Lo primero que hacen en la Tasquería es poner sobre la mesa unas rebanadas gruesas de pan blanco y de cereales, que parecen de hogaza, acompañado de un aceite de la variedad sikitita, que es una variedad de aceite cruce de picual y arbequina, de un bonito color verde y agradable sabor y presentado en lo que recuerda a un tubo de ensayo; volvemos a la niñez con esas meriendas de pan con aceite y azúcar, ese sabroso aceite en las rebanadas de pan.

Pan y aceite

Y así, después de pedir el menú, y refrescarnos con un vermut secreto y un bloody mary, ese cóctel que tiene una base de vodka y salsa de tomate, con un toque de sal y pimienta, que le da ese toque picante, nos disponemos a comenzar nuestra nueva experiencia culinaria.

Bloody mary y vermut

Tras el buen inicio del menú, le sigue un crujiente de la piel del bacalao con un toque picante que le da esas gotitas de salsa que lo adornan y unos macarons (esas galletas típicas francesas de colores) de color chocolate, rellenos de foie con cacao, una combinación extraña pero muy interesante.
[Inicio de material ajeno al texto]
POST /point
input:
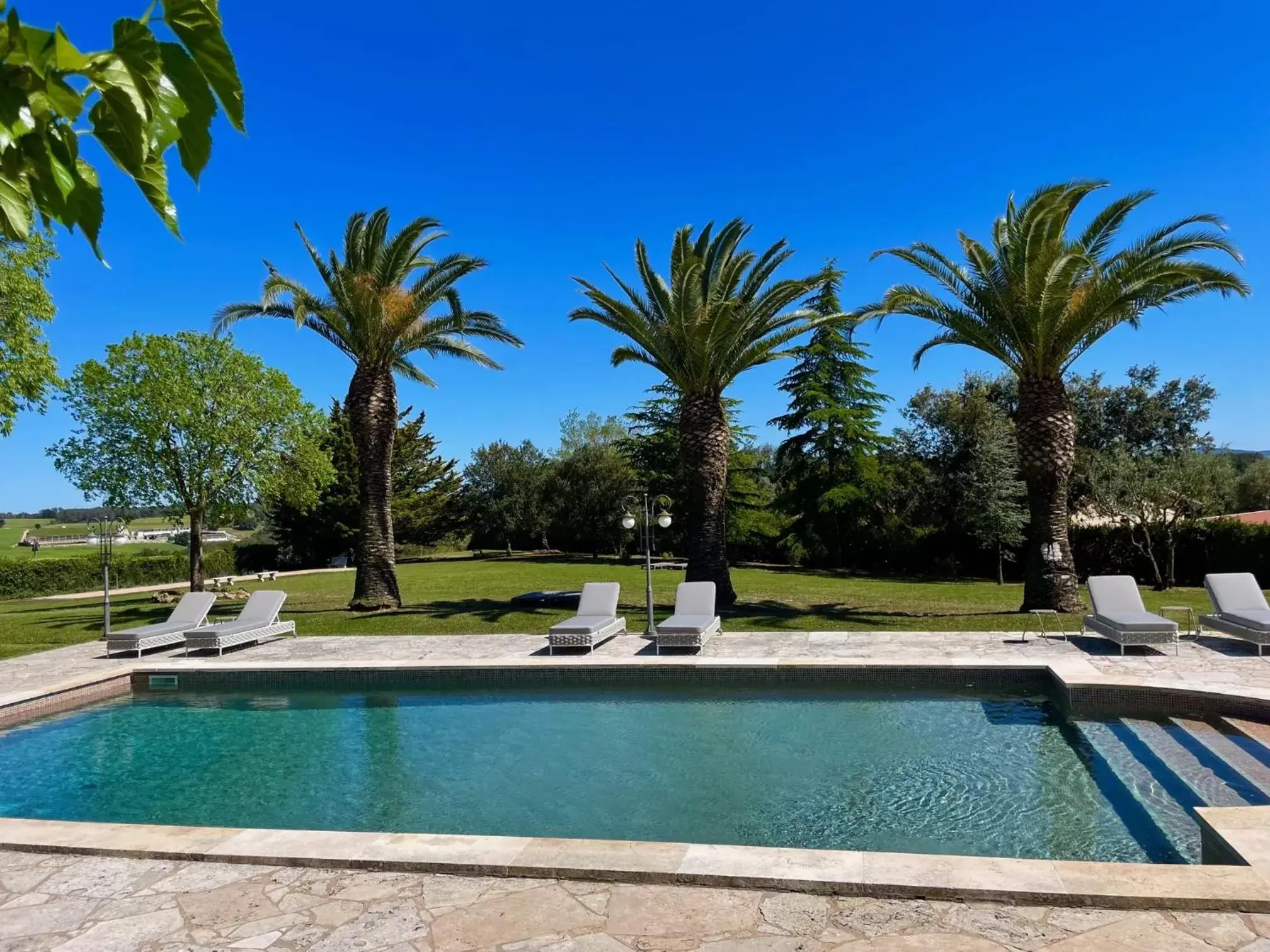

Crujiente de bacalao y macarons de foie

El siguiente mini plato es lengua de ternera en un corte muy fino y adornada de cebollino picado. Sobre el plato nos encontramos una nueva forma de presentar un fiambre, en este caso de lengua de ternera, muy delicado de sabor.

Lengua de ternera

Seguimos con otro pequeño plato del menú degustación consistente en una terrina de foie, con una deliciosa salsa de mango y en la que se aprecian trozos de pistachos, y una croqueta deconstruida, lo llaman así porque está servida en vaso, se come con cuchara y no está frita al uso; así apreciamos que en la base del vaso encontramos la sabrosa ropa vieja del cocido, por encima la bechamel y encima del todo el panko, que es un pan rallado japonés elaborado con un pan sin corteza. Asombroso.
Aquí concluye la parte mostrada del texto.